Issues with trioPhaser pathing/directories causing issues on cloud compute platforms

jon4thin commented 2 months ago

I am trying to the docker image on a cloud-based platform to run the pipeline but am running into problems because I am not running an interactive environment where I can create directories. Even the example doesnt work here. I tried various ways to just put everything in the entry point, since the cloud platform automatically mounts (whatever that means, I actually have 0 experience with docker):

python3 /trio_phaser.py -c /trioPhaser/validate/son_ashkenazim_GRCh38_chr22.g.vcf.gz -p /trioPhaser/validate/father_ashkenazim_GRCh38_chr22.g.vcf.gz -m /trioPhaser/validate/mother_ashkenazim_GRCh38_chr22.g.vcf.gz -o phased_output.vcf.gz -r /data > /data/trio_phaser.out and this: python3 /trio_phaser.py -c /trioPhaser/validate/son_ashkenazim_GRCh38_chr22.g.vcf.gz -p /trioPhaser/validate/father_ashkenazim_GRCh38_chr22.g.vcf.gz -m /trioPhaser/validate/mother_ashkenazim_GRCh38_chr22.g.vcf.gz -o phased_output.vcf.gz -r /data/ > /data/trio_phaser.out and this: python3 /trio_phaser.py -c /trioPhaser/validate/son_ashkenazim_GRCh38_chr22.g.vcf.gz -p /trioPhaser/validate/father_ashkenazim_GRCh38_chr22.g.vcf.gz -m /trioPhaser/validate/mother_ashkenazim_GRCh38_chr22.g.vcf.gz -o /data/phased_output.vcf.gz -r /data/ > /trio_phaser.out

and i get errors like:

[E::vcf_parse_format] Number of columns at 22:22325741 does not match the number of samples (1278 vs 2548)
index: "phased_output.vcf.gz" is in a format that cannot be usefully indexed
chmod: cannot access 'phased_output.vcf.gz.csi': No such file or directory

or, in the error log, i get this:

2024-08-21T04:07:39.243751659Z gzip: CG0003-6743.TrioPhaser.vcf: unexpected end of file
2024-08-21T04:07:40.019395911Z index: "CG0003-6743.TrioPhaser.vcf" is in a format that cannot be usefully indexed
2024-08-21T04:07:40.401640506Z chmod: cannot access 'CG0003-6743.TrioPhaser.vcf.csi': No such file or directory

but, at the same time, the standard out returned this:

Phased output file written as CG0003-6743.TrioPhaser.vcf
Outputfile written, compressed and indexed. Time elapsed: 0.25 minutes.
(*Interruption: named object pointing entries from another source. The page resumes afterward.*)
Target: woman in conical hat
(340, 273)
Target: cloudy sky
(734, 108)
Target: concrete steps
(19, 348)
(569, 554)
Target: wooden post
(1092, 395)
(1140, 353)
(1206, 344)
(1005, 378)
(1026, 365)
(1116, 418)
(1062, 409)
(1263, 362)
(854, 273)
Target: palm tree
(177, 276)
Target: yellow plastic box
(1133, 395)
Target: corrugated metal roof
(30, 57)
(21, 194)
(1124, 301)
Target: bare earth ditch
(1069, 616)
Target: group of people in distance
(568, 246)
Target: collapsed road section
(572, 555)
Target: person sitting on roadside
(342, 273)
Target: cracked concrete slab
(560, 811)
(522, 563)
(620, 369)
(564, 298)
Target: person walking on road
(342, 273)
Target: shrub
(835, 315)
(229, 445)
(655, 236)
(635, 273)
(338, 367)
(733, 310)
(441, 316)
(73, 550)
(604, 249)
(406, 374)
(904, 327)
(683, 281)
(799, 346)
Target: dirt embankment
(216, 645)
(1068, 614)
**********************************************************************
Done. Time elapsed: 209.41 minutes (3.49 hours) 
**********************************************************************`

jon4thin commented 2 months ago

The pathing is definitely weird. Is there any way to get the program to work without creating new directories?

dmiller903 commented 2 months ago

Can you share your series of steps? I don’t see steps where you’re actually using docker. The examples above imply to me you’re using Docker in interactive mode but you said you’re not using interactively. It looks like whatever you’re doing is outside of Docker.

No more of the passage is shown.